For Americans, this Cameroon presidential election drama reverberates far beyond the Gulf of Guinea, threading U.S. security, commerce, and conscience. Economically, Biya’s oil-cocoa powerhouse—Africa’s most diversified—feeds $2 billion in yearly U.S. imports, but corruption siphons 20% of GDP, per World Bank, inflating global cocoa prices that hike Hershey bars and EV batteries amid supply snarls. Politically, it spotlights U.S. Africa Command’s counter-Boko Haram ops, with 300 troops in Chad eyeing Cameroon’s jihadist bleed—escalation risks taxpayer billions, echoing Sahel pullouts. Technologically, stalled reforms hobble Camtel’s 5G rollout, bottlenecking U.S. firms like Cisco in a $1 trillion Afri-digital boom. Lifestyle ties hit home: Diaspora Cameroonians, 100,000 strong in Maryland-New York enclaves, remit $500 million yearly, strained by homeland inflation at 6% and 40% youth joblessness—mirroring U.S. immigrant tales of divided loyalties.

Sports fans feel the Anglophone quake: Crumbling pitches in Bamenda sideline soccer talents eyeing MLS dreams, while U.S.-backed peace pacts falter. User intent screams for hope amid despair—voters hunt blueprints for equity, not eternity; expats seek visa-safe updates on post-poll stability. Managing the melee demands Elecam transparency: Verified tallies due in 15 days, but past probes (like 2018’s ghost votes) breed skepticism.
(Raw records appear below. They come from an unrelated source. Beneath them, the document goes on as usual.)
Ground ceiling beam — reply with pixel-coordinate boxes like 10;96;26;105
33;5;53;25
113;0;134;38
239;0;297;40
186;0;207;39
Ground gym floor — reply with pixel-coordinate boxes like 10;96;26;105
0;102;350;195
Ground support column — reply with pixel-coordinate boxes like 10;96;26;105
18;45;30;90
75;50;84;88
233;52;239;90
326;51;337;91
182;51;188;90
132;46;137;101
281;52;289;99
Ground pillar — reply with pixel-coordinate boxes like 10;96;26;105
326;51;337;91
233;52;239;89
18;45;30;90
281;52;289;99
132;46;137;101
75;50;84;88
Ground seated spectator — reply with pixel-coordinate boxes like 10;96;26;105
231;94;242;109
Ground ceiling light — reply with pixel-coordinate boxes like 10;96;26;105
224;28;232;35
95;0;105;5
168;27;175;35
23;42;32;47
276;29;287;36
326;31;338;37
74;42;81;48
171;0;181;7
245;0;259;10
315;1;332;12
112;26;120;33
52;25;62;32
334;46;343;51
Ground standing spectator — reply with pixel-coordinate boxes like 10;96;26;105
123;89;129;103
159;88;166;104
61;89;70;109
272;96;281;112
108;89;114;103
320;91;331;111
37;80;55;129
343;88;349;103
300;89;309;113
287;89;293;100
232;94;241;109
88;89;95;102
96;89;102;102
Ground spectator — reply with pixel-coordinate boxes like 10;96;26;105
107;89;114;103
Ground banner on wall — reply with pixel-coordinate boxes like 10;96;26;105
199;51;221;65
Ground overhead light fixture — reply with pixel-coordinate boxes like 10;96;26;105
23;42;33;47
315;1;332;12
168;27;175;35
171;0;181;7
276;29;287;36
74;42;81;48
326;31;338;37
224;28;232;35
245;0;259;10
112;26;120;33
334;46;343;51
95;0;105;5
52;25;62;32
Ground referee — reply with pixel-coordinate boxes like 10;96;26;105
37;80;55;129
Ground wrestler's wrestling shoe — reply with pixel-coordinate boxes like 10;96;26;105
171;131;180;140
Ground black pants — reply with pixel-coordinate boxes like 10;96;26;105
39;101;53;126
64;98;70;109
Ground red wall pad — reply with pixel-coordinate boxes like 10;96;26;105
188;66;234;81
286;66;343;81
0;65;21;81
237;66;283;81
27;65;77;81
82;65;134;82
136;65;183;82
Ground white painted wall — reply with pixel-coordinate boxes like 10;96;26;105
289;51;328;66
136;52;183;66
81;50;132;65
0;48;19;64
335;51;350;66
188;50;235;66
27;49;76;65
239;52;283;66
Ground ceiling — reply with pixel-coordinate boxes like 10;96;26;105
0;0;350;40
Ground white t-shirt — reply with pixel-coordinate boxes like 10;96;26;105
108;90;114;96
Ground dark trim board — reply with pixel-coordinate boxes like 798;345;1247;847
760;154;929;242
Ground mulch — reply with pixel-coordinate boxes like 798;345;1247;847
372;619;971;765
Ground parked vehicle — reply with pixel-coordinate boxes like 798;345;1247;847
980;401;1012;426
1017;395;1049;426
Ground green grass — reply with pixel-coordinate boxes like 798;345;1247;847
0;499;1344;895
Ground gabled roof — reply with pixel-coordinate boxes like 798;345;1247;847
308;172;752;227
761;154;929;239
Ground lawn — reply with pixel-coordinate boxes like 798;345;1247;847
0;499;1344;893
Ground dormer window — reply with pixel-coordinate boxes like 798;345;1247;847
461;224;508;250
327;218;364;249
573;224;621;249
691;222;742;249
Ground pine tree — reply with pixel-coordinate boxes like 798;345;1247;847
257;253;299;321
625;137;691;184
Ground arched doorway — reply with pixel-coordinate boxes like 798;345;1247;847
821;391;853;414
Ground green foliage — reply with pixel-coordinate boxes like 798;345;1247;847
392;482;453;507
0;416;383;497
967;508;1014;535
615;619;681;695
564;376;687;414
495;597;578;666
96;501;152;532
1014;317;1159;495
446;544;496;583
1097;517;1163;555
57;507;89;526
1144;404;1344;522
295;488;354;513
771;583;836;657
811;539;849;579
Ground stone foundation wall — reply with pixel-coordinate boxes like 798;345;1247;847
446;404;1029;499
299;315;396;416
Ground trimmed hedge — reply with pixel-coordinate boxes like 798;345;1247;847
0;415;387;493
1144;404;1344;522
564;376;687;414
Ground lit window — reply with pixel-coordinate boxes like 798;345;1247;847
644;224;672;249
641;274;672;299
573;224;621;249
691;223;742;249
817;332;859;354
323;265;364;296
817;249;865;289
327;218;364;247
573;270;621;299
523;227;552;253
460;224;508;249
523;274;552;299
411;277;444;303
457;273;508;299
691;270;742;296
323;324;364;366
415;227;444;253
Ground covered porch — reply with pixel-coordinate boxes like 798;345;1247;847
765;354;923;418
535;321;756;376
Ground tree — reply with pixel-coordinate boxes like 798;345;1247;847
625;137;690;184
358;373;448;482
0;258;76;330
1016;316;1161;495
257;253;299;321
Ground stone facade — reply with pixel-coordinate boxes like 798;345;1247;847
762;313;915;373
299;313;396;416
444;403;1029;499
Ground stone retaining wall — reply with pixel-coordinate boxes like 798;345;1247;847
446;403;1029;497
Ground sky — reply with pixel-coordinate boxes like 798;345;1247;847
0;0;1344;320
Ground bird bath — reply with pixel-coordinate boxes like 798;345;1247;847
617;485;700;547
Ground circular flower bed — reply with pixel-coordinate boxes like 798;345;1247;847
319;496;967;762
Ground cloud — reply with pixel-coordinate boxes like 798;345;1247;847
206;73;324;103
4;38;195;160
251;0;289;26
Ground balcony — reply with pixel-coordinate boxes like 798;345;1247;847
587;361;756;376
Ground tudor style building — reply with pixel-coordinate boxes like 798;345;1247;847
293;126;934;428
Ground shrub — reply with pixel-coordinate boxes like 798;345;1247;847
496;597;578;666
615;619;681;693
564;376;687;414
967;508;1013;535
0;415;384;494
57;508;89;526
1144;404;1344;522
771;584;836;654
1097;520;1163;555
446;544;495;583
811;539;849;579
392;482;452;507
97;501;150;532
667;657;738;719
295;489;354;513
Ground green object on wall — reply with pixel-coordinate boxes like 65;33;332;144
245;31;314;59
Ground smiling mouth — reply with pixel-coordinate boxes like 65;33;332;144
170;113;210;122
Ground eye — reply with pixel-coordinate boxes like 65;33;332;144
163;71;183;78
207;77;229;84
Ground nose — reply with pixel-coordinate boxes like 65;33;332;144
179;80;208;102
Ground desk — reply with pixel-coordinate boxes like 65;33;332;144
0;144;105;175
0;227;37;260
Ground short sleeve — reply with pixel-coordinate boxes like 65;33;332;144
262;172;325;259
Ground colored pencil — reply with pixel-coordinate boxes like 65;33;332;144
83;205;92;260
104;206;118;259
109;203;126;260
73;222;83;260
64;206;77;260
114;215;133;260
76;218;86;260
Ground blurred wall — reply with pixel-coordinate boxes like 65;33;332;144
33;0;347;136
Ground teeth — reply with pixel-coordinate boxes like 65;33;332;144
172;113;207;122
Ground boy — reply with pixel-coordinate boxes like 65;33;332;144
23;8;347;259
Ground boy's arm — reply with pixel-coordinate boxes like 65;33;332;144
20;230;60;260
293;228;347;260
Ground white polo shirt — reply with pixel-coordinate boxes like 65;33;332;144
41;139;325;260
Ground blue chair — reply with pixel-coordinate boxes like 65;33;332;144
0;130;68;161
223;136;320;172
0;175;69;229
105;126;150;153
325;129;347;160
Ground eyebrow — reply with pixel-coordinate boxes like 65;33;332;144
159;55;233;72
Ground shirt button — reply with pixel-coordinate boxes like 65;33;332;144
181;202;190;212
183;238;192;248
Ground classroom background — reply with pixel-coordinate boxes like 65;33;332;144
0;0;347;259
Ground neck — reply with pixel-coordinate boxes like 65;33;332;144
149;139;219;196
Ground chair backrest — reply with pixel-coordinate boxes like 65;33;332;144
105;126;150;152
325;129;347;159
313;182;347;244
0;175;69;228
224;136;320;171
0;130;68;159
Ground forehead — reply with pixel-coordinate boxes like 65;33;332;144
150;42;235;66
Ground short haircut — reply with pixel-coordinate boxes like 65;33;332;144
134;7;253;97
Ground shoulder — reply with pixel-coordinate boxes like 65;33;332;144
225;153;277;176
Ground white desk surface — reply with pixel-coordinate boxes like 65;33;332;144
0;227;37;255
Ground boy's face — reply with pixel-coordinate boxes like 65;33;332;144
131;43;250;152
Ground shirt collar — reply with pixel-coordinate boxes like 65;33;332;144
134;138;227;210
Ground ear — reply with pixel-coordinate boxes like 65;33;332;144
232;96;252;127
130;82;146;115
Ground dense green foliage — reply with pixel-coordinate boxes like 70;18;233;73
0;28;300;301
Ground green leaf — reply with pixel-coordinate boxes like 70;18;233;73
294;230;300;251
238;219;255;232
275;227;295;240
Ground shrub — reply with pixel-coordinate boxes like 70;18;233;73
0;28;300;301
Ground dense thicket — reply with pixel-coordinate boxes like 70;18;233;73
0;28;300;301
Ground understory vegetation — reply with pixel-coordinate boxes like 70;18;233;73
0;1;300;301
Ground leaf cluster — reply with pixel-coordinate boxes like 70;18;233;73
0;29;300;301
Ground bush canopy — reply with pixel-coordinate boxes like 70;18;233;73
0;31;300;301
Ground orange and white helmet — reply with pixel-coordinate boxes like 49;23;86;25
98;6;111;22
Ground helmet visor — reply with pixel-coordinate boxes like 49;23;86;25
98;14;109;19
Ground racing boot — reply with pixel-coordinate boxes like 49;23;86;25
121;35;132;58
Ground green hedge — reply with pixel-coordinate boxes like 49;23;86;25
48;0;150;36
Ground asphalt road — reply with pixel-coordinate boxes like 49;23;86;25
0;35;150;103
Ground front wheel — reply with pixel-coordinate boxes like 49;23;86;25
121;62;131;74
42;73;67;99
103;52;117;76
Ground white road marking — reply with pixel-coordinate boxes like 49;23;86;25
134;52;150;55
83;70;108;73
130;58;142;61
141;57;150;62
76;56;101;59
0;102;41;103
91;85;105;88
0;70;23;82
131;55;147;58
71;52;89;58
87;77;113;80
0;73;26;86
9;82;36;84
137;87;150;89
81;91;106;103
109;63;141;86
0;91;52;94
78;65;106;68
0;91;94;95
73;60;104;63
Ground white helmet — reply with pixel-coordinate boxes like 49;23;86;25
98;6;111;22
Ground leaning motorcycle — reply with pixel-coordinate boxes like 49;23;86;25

As urns seal at 6 p.m., Biya’s bid to rule till 99 tests Cameroon’s soul—will his machine mint another mandate, or will youth fury fracture the facade? With separatist shadows lengthening and opposition embers glowing, this vote isn’t just Cameroon’s crossroads; it’s a global gauge of longevity’s limits in a restless world. The counts will tell, but the cries already echo.